In 2017, my life and career were completely altered due to bizarre and tangled events following a social media call-out, when I was accused by an ex-girlfriend on Facebook of “emotional abuse.” That fallout was relentless, I couldn’t fight back, and I left town. But it continues to follow and I finally feel like I need to stick up for myself in order to move forward.
My ex claimed that she was compelled to do it out of a moral obligation, but it was obvious from her post (attached here), that this was in fact a reaction to a dispute over authorship on a project we worked on together, which she escalated into the call-out. Vague accusations alone were enough to start a panic, causing most of the community I was working in/for to treat me like a criminal.
But the fact is that there was never any abuse.
The claims ranged from overstatements of harm (to use Sarah Schulman’s term), to the outright ludicrous; they were mutated through the gossip mill as the woman who initially called me out morphed them gradually into stories much juicier than her initial statement of “emotional abuse”, she recruited others who piled on, and it turned the terminology of abuse into a currency of cultural capital.

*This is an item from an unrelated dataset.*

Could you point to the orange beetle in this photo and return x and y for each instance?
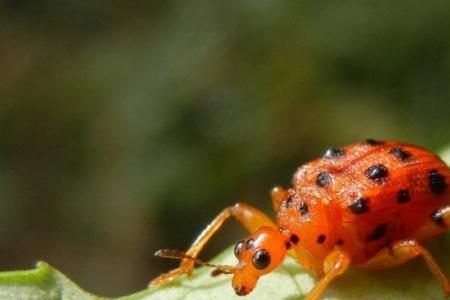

I’ve had crazy relationships, my work is fairly controversial, and I’ve never had the insulation of being part of any particular “scene”. Maybe none of this would have happened to me if I were an easier person. But I feel I was always honest and upfront in what I presented, both personally and professionally. Since the incident involving the call-out, I have been labeled “dangerous” and have had people calling for my firing. The “position of power”, from which I needed to be taken down, was my job working at a broke arts non-profit in a neglected neighborhood, while on food stamps.
Although I have lost jobs and had my art career crippled because of this, I was not fired from any job or had any shows canceled because of claims of abuse. In both cases – as with so many art organizations nowadays – it was because of outside pressure placed on these entities, and their wish to avoid a PR mess.
I know that I’ll be criticized for even discussing this subject without a performance of utter self-flagellating repentance, because the ad hoc rules demand only silence or contrition in the face of the dreaded call-out. I have watched so many other people go through the same thing recently: vitriolic call-outs with demands for banning/shunning. These are people who have had lives and careers irreparably damaged in the name of hive-minded hashtag activism, while both the subjects and their supporters are put in a position where they are condemned if they dare defend themselves. One Baltimore journalist told me that he was “aware that there was a manufacturing of victimhood” in my situation, but that I “shouldn’t defend myself” because it “doesn’t look good.” I will never again not stick up for myself or others in the face of mob mentality, vicious group attacks, group shaming, excessive peer punitive spectacles, and righteous attempts to destroy the lives of others.
I have my flaws and have made mistakes. There was a time and a place for my own guilt and accountability, and those amends have been made where and when appropriate. But I have been given no terms for the consequences of being accused, and I have nothing left to continue apologizing for. I’m sorry for things I have done, I’m not sorry for things I have not done.
Thankfully, I have the continued support of my theatre company, my close friends, and most of all my girlfriend. I am in the most loving, connected and solid relationship one could ever ask for, with someone who actually knows me and reminds me that I am not the monster that I have been cast as. People love monsters and want to see them so much they invent them. I am not anyone’s invention. I am going to continue making crazy, challenging work, be who I am, and be there for others as always.